# Rabbit pregnancy?



## niki87 (Nov 18, 2009)

Can a vet tell more or less whether she is pregnant?

Cookie does feel bigger...though am aware am paranoid. When she lies down it's to one side. She is growling at Cream and won't let him near her. They are running free...let them nosey together to try keep the bond but Cream is more in the kitchen and Cookie in the living room. Oh no.....I THINK i saw something move in her tummy as she was lying down!!

Will a vet be able to tell...I know chance of phantom but could they tell me the chances? xx

Oh btw we are going to the vet tomorrow. Getting her checked and VHD'd.
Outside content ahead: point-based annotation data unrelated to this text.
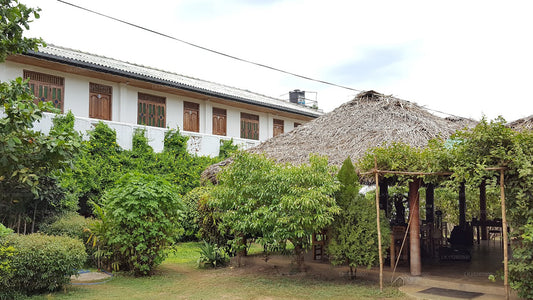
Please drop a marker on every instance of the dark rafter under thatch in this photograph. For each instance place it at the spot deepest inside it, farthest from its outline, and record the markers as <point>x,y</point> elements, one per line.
<point>523,124</point>
<point>370,120</point>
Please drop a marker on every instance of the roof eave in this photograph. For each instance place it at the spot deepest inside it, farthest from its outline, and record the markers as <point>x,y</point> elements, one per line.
<point>112,71</point>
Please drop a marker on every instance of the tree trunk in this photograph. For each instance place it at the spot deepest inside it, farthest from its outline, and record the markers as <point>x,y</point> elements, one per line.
<point>353,273</point>
<point>299,257</point>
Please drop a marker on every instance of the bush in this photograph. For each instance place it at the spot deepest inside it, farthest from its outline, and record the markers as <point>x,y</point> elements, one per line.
<point>143,211</point>
<point>41,263</point>
<point>211,256</point>
<point>69,224</point>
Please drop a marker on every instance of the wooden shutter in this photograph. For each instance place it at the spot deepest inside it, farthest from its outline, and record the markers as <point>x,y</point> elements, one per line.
<point>100,101</point>
<point>278,127</point>
<point>191,116</point>
<point>219,121</point>
<point>249,126</point>
<point>151,110</point>
<point>46,87</point>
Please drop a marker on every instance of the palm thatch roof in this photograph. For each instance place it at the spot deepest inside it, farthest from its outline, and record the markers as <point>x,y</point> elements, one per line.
<point>371,119</point>
<point>522,124</point>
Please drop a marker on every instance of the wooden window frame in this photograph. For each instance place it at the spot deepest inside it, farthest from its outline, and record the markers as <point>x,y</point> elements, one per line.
<point>220,115</point>
<point>47,88</point>
<point>248,130</point>
<point>190,109</point>
<point>151,110</point>
<point>278,127</point>
<point>97,89</point>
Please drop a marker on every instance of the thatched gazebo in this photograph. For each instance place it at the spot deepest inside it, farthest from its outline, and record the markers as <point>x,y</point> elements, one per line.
<point>370,120</point>
<point>522,124</point>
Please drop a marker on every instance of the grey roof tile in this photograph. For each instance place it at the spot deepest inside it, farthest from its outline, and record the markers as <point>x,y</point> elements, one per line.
<point>105,64</point>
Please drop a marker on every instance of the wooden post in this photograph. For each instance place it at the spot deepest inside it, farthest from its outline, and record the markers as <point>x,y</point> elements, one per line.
<point>379,227</point>
<point>504,236</point>
<point>414,230</point>
<point>430,203</point>
<point>483,209</point>
<point>462,205</point>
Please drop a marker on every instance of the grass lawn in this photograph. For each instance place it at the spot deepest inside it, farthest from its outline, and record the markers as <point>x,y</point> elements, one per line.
<point>179,278</point>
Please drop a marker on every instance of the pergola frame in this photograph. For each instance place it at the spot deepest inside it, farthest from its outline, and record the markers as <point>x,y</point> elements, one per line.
<point>414,206</point>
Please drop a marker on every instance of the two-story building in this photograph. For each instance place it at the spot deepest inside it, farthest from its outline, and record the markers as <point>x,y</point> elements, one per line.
<point>128,96</point>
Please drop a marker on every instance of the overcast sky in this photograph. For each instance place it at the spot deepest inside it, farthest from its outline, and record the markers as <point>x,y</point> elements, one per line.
<point>467,58</point>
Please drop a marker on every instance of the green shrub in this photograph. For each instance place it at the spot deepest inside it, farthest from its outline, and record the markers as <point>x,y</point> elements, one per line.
<point>227,148</point>
<point>190,217</point>
<point>211,256</point>
<point>69,224</point>
<point>144,213</point>
<point>41,263</point>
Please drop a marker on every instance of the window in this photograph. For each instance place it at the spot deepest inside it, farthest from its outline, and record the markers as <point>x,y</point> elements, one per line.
<point>278,127</point>
<point>100,101</point>
<point>191,116</point>
<point>151,110</point>
<point>47,87</point>
<point>219,121</point>
<point>249,126</point>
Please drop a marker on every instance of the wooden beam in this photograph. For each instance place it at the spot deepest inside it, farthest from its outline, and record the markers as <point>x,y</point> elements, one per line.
<point>414,230</point>
<point>504,236</point>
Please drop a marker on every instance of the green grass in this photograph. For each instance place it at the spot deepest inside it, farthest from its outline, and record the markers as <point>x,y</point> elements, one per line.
<point>179,278</point>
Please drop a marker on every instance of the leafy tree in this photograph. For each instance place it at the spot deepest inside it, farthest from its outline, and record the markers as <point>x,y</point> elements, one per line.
<point>352,237</point>
<point>258,198</point>
<point>14,18</point>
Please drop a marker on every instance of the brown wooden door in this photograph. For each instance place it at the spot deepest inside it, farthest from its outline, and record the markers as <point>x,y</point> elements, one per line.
<point>100,101</point>
<point>249,126</point>
<point>219,121</point>
<point>191,116</point>
<point>278,127</point>
<point>151,110</point>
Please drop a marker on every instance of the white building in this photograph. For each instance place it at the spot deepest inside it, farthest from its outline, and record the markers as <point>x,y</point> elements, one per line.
<point>128,96</point>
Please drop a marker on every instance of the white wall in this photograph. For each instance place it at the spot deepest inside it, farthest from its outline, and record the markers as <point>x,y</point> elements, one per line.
<point>124,106</point>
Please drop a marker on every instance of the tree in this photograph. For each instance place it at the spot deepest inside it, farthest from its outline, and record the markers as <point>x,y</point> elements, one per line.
<point>14,18</point>
<point>258,198</point>
<point>352,237</point>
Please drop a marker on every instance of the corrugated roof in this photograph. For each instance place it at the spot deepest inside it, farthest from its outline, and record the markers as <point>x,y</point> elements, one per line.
<point>130,70</point>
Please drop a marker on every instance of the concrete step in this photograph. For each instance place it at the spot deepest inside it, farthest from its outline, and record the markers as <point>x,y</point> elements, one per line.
<point>416,291</point>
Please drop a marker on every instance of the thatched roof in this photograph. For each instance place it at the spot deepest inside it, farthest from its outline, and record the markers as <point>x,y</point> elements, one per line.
<point>522,124</point>
<point>371,119</point>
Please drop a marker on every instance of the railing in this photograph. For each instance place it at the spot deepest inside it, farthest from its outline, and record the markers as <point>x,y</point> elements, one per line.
<point>199,143</point>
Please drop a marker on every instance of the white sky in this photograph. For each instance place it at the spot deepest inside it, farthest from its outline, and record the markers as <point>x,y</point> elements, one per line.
<point>468,58</point>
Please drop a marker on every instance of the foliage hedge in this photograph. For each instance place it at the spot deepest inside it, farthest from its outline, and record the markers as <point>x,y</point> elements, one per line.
<point>69,224</point>
<point>102,162</point>
<point>40,263</point>
<point>143,213</point>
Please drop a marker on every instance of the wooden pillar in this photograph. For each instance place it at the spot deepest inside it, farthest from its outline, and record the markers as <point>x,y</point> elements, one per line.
<point>483,209</point>
<point>414,229</point>
<point>384,196</point>
<point>504,236</point>
<point>378,223</point>
<point>462,205</point>
<point>430,203</point>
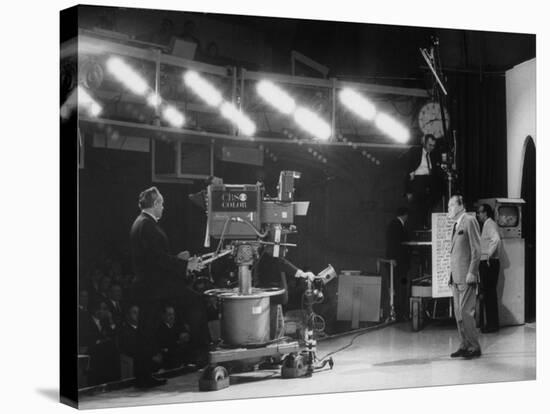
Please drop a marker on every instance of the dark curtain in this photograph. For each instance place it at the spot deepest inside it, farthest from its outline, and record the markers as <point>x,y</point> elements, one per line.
<point>528,193</point>
<point>478,111</point>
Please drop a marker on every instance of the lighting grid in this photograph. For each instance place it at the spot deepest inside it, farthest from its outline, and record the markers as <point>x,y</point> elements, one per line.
<point>284,103</point>
<point>366,110</point>
<point>212,96</point>
<point>125,74</point>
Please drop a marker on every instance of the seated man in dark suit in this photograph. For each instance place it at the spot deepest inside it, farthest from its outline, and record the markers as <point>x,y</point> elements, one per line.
<point>423,182</point>
<point>396,234</point>
<point>128,333</point>
<point>172,339</point>
<point>97,336</point>
<point>114,303</point>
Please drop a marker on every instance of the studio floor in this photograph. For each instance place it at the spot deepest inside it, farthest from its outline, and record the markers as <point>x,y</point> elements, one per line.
<point>390,357</point>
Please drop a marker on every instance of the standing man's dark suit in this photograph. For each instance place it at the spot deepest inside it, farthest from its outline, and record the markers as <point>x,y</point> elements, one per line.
<point>160,279</point>
<point>464,277</point>
<point>396,234</point>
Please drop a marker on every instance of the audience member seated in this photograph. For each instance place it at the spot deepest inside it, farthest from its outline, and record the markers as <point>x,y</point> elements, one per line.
<point>172,340</point>
<point>114,303</point>
<point>128,332</point>
<point>103,291</point>
<point>97,336</point>
<point>92,284</point>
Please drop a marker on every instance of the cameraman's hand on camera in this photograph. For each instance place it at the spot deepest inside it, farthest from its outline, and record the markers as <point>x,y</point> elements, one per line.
<point>184,255</point>
<point>471,279</point>
<point>194,264</point>
<point>304,275</point>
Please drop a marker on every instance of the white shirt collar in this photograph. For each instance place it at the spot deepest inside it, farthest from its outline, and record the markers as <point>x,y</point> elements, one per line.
<point>460,219</point>
<point>150,215</point>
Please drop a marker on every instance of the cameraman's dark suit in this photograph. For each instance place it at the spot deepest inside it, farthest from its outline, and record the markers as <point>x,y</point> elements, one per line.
<point>425,189</point>
<point>160,280</point>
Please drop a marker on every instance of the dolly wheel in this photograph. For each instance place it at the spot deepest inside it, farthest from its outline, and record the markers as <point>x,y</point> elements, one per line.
<point>293,366</point>
<point>214,378</point>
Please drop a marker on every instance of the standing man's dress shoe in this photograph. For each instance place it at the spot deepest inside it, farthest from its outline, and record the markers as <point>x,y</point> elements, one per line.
<point>458,353</point>
<point>475,353</point>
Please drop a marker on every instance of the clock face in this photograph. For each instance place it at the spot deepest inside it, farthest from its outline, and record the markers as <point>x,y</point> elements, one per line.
<point>429,119</point>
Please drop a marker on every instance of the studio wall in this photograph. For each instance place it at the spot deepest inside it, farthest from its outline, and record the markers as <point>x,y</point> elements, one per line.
<point>521,120</point>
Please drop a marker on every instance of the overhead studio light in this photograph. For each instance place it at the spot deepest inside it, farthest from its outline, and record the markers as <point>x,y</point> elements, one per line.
<point>391,127</point>
<point>245,125</point>
<point>276,97</point>
<point>358,104</point>
<point>202,88</point>
<point>174,117</point>
<point>154,99</point>
<point>312,123</point>
<point>87,102</point>
<point>127,76</point>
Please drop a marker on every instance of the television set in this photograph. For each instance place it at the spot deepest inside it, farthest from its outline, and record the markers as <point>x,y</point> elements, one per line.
<point>507,213</point>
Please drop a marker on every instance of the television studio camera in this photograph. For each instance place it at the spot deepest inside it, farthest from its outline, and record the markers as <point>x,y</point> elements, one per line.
<point>246,220</point>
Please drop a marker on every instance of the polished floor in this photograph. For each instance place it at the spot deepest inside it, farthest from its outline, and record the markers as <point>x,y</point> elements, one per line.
<point>391,357</point>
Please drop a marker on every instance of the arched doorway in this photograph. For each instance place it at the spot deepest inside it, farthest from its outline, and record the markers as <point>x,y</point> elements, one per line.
<point>528,193</point>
Her tummy is actually moving!!


----------



## Lil Miss (Dec 11, 2010)

if her tummy is moving, and you arent seeing things, then i would say she is pregnant, and probably close to her due date

a good vet can sometimes tell by palpitating, but if done wrong then it can do damage to the kits. kit are also very good at hiding


----------



## niki87 (Nov 18, 2009)

Lil Miss said:


> if her tummy is moving, and you arent seeing things, then i would say she is pregnant, and probably close to her due date
> 
> a good vet can sometimes tell by palpitating, but if done wrong then it can do damage to the kits. kit are also very good at hiding


I am not sure...been trying to video it but she keeps sitting under a coffee table and the light is rubbish! Is she OK for a car trip to vets then if she is close? Can they tell how close? I am not sure if I am excited or petrified


----------



## frags (Feb 5, 2009)

Vets cant always tell, i would be very careful about getting the jab done if there is a chance of pregnancy.
When they are in the last week you can normally see movements and if you just put your hand against her tummy (no pressure at all) you can feel tiny kicks. I love the kicks!!


----------



## niki87 (Nov 18, 2009)

frags said:


> Vets cant always tell, i would be very careful about getting the jab done if there is a chance of pregnancy.
> When they are in the last week you can normally see movements and if you just put your hand against her tummy (no pressure at all) you can feel tiny kicks. I love the kicks!!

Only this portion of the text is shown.